La regolarità fiscale è diventata, nel nuovo Codice dei contratti pubblici, una delle cause di esclusione più “silenziose” e insieme più distruttive.


Silenziose, perché raramente emergono nella fase di predisposizione dell’offerta, quando l’operatore economico concentra le energie su requisiti, DGUE, tecnica, prezzi e tempi; distruttive, perché esplodono nella fase dei controlli e possono travolgere in un attimo un’offerta altrimenti impeccabile, annullando ribassi, punteggi tecnici e strategie competitive.

Il punto vero non è che la regolarità fiscale sia un requisito nuovo: è sempre stata un presidio di affidabilità. Il punto vero è che oggi il sistema pretende uniformità e tempestività nella lettura delle risultanze, riducendo l’area grigia delle interpretazioni, e soprattutto pretende che imprese e stazioni appaltanti smettano di trattare i controlli come una lotteria. In questa direzione si colloca il vademecum operativo elaborato con Agenzia delle Entrate e Agenzia delle Entrate-Riscossione e diffuso da ANAC: un documento che non aggiunge regole, ma prova a rendere applicabili le regole in modo standardizzato, prevenendo esclusioni “evitabili” e contenzioso “inutile”.

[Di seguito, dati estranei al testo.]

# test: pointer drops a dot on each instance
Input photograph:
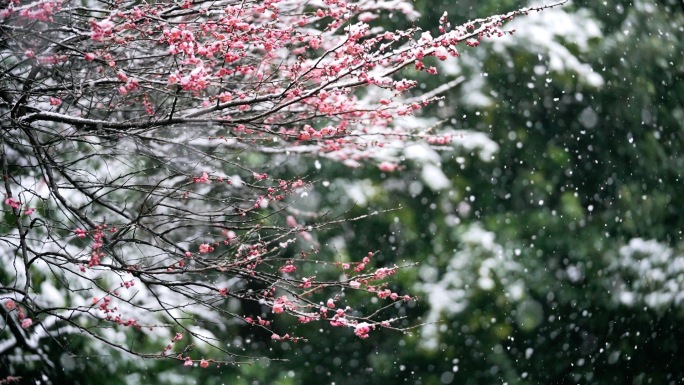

L’art. 94, comma 6, del d.lgs. 36/2023

Il baricentro normativo è l’art. 94, comma 6, del d.lgs. 36/2023, che prevede l’esclusione automatica in presenza di violazioni gravi definitivamente accertate in materia fiscale e contributiva. La scelta legislativa è netta: quando la violazione è grave e definitivamente accertata, non si apre una valutazione discrezionale di opportunità, ma scatta un effetto espulsivo.

Il sistema, però, vive di un presupposto che nella pratica è stato spesso gestito male: capire quando una posizione è davvero “irregolare” ai fini della partecipazione e quando, invece, si è davanti a voci che non sono rilevanti o che sono neutralizzate da istituti che l’ordinamento riconosce (sospensioni, annullamenti, rateizzazioni in corso). È in questa zona di confine che si sono accumulate prassi difformi e letture discordanti tra stazioni appaltanti, con un effetto sistemico tipico: incertezza per il mercato, contestazioni e ricorsi, ritardi procedurali, e, soprattutto, erosione della fiducia reciproca tra amministrazione e operatori economici.

Le linee guida dell’ANAC

Il vademecum ANAC entra esattamente lì, dove la norma non basta perché la norma, per sua natura, non può descrivere in modo “manualistico” le fattispecie contabili e operative con cui si confrontano ogni giorno imprese e uffici. L’obiettivo dichiarato è duplice. Da un lato, consentire alle imprese di effettuare controlli preventivi sulla propria posizione e sanare per tempo eventuali anomalie che potrebbero determinare l’esclusione. Dall’altro, fornire alle amministrazioni un criterio uniforme per leggere correttamente le risultanze dei controlli, evitando che la stessa situazione debitoria venga considerata regolare da un ente e irregolare da un altro. Chi lavora nel settore sa che questa uniformità è tutto fuorché un dettaglio: è il prerequisito per un mercato credibile, in cui la partecipazione alle gare non dipende dall’interpretazione locale, ma da regole sostanzialmente applicate in modo omogeneo.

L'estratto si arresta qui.